I haven’t written anything thus far about being an Episcopalian…that category is still empty on my blog. I’ve thought about it several times. Once, I thought about writing about famous Episcopalians, but the only ones I really know of are Garrison Keillor and Robin Williams (I’m not even sure that he’s still a practicing Episcopalian – I just know he was raised in the Episcopal Church.) That’s a short blog post.
I’ve thought about telling Episcopalian jokes. Like, how many Episcopalians does it take to change a light bulb? Three – one to call the electrician, one to mix the drinks, and one to talk about how much better the old light bulb was. But that’s the only joke I know. Another short blog post.
The fact is that there’s not really that much to write about. It’s not like we have our own unique set of beliefs, like Mormons. It’s not like we’re out there making a lot of pronouncements, like “Good Episcopalians don’t vote for pro-choice candidates.” I sum up the organizing Episcopal philosophy as, “Life is a journey.

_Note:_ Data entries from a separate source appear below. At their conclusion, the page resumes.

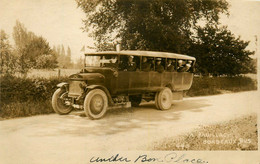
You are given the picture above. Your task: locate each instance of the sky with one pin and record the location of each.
(60, 21)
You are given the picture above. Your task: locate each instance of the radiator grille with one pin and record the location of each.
(74, 88)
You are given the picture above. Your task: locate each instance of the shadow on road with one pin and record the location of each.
(121, 120)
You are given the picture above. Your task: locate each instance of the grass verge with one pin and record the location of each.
(23, 109)
(203, 86)
(238, 134)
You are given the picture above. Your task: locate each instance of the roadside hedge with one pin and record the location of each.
(15, 89)
(21, 97)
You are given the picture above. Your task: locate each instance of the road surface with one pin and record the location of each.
(68, 139)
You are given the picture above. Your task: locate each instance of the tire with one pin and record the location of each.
(135, 100)
(95, 104)
(163, 99)
(58, 103)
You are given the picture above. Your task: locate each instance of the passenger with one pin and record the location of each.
(180, 65)
(113, 62)
(158, 66)
(170, 66)
(146, 66)
(131, 66)
(184, 67)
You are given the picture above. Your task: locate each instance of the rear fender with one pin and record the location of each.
(63, 85)
(91, 87)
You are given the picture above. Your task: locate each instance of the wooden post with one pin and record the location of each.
(58, 73)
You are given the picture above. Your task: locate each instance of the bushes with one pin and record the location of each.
(215, 85)
(27, 96)
(24, 96)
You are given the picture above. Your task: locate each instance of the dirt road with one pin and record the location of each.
(67, 139)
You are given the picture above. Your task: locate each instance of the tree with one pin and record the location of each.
(219, 52)
(181, 26)
(30, 49)
(164, 25)
(79, 63)
(7, 59)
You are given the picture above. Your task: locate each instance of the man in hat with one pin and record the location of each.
(170, 66)
(158, 66)
(131, 66)
(146, 66)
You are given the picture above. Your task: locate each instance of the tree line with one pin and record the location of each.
(31, 52)
(189, 27)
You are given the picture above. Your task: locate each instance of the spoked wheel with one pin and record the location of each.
(135, 100)
(61, 102)
(95, 104)
(163, 99)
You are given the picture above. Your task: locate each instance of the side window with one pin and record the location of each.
(129, 63)
(160, 64)
(184, 65)
(146, 64)
(171, 65)
(109, 61)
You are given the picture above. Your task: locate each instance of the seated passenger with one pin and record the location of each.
(180, 65)
(113, 62)
(170, 66)
(131, 66)
(145, 65)
(184, 67)
(158, 66)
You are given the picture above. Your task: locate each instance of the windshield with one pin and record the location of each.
(101, 60)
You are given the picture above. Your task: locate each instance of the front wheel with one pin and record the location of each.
(135, 100)
(61, 102)
(163, 99)
(95, 104)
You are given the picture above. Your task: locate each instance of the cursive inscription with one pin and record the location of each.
(113, 158)
(144, 158)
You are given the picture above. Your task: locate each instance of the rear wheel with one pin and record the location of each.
(163, 99)
(135, 100)
(95, 104)
(61, 102)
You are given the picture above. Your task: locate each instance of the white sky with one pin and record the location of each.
(59, 21)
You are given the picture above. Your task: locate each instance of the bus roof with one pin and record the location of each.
(145, 53)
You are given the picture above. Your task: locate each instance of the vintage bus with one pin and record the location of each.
(113, 78)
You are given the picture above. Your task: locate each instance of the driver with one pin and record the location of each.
(131, 65)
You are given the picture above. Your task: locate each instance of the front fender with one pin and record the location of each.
(110, 101)
(63, 85)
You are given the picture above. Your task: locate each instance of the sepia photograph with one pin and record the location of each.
(129, 81)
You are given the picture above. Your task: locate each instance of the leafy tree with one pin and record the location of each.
(164, 25)
(219, 52)
(29, 48)
(64, 61)
(7, 59)
(79, 63)
(182, 26)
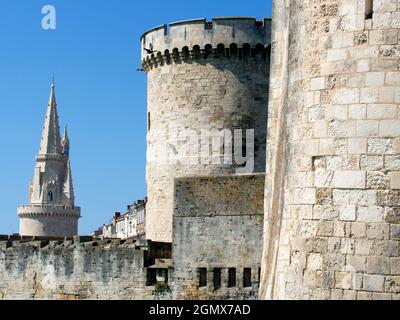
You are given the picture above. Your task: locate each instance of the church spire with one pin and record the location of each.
(65, 142)
(68, 185)
(51, 140)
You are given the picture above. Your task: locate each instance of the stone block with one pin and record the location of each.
(395, 180)
(349, 179)
(357, 145)
(370, 214)
(348, 213)
(374, 79)
(389, 128)
(343, 280)
(378, 265)
(373, 282)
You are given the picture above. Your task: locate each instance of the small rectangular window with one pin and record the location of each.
(247, 277)
(202, 277)
(369, 9)
(217, 278)
(232, 277)
(151, 277)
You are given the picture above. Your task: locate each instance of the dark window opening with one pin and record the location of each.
(151, 277)
(217, 278)
(202, 277)
(247, 277)
(163, 274)
(369, 9)
(232, 277)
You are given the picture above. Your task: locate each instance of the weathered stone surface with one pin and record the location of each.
(194, 89)
(73, 270)
(352, 100)
(218, 223)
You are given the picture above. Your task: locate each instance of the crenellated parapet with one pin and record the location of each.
(33, 210)
(200, 39)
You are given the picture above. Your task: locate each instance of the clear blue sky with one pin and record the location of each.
(94, 54)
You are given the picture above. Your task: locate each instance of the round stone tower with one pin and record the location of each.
(207, 92)
(333, 186)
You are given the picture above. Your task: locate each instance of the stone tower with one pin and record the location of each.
(51, 211)
(333, 189)
(207, 82)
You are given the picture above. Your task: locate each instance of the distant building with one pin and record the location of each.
(128, 225)
(51, 210)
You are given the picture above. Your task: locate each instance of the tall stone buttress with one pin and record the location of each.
(51, 210)
(332, 221)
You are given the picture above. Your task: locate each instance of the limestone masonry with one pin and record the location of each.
(202, 76)
(51, 210)
(282, 135)
(332, 226)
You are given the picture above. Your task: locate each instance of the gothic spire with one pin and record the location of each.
(65, 142)
(68, 185)
(51, 140)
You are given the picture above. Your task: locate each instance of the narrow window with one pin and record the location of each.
(369, 9)
(247, 277)
(151, 277)
(232, 277)
(202, 277)
(217, 278)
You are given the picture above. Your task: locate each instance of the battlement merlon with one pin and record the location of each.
(200, 32)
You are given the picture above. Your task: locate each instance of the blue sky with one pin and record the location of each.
(94, 54)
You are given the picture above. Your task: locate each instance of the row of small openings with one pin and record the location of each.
(217, 277)
(369, 9)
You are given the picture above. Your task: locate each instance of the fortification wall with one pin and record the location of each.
(332, 191)
(202, 79)
(71, 269)
(218, 223)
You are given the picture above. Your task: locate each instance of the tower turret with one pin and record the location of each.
(332, 226)
(51, 210)
(207, 92)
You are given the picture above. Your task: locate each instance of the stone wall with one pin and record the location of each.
(198, 83)
(218, 223)
(332, 192)
(109, 269)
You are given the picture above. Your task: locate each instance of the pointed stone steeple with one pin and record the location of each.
(51, 140)
(65, 143)
(68, 185)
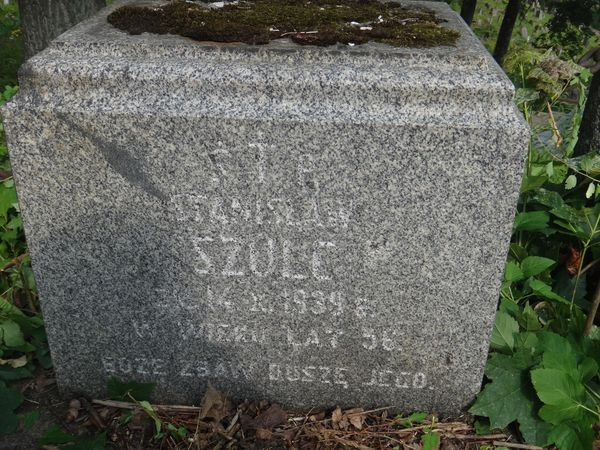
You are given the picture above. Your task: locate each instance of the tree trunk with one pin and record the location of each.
(508, 23)
(589, 130)
(43, 20)
(468, 10)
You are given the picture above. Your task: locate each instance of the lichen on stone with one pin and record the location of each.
(306, 22)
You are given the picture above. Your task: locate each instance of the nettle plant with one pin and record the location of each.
(542, 371)
(22, 337)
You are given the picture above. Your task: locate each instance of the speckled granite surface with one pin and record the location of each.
(313, 226)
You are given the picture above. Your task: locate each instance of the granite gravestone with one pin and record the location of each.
(315, 226)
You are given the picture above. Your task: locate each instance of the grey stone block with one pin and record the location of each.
(313, 226)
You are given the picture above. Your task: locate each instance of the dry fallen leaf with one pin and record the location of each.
(336, 417)
(356, 417)
(268, 419)
(263, 433)
(214, 405)
(317, 417)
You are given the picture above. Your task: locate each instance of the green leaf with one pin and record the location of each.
(531, 183)
(11, 334)
(588, 369)
(534, 430)
(30, 418)
(509, 396)
(565, 361)
(529, 320)
(534, 265)
(430, 441)
(512, 272)
(531, 221)
(8, 198)
(118, 390)
(590, 190)
(503, 334)
(562, 394)
(543, 290)
(567, 437)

The journey is difficult. God can help guide you on the journey if you pray and sing and meditate on the messages of Scripture (messages, not exact words) and drink coffee as a group.”
If you don’t know much about Episcopalians except what you read in the newspaper, you would probably think that all most of us think about is human sexuality, and specifically, what Jesus thought about homosexuals. The fact is that, of the 2.4 million Episcopalians in the U.S., there are about 100,000 who really care about this issue, or care about it enough to leave. The rest of us just wish we could move on to the important work that God wants us to do, like feeding the hungry, clothing the poor and righting the injustices in the world. I’m not one of the people who says “good riddance to them” (most days, anyway). But I do think we’ve gotten to a point where the 100,000 are not going to be enough in agreement with the other 2.4 million on this issue that they can stay. I think schism is inevitable. And so I wish that it would be over so that we can move on.
It looks like things are moving forward with the split, based on this article in today’s New York Times. http://www.nytimes.com/2008/12/04/us/04episcopal.html?_r=1&scp=1&sq=Episcopalian&st=cse
I understand the opinions of the Episcopalians who are leaving. I understand that they believe that Jesus thought homosexuality was a sin (mostly as reported by Paul, or someone purporting to be Paul, but don’t get me started on that now). I understand the passages in the Bible that say that. But I believe that the Bible was written by men, not God, and it was written at a time when there were more prohibitions against homosexuality than there are now (and prohibitions against lots of other things in the Bible that we don’t pay any attention to now.) It saddens me that we have gotten to this point. But here we are. So let’s move on.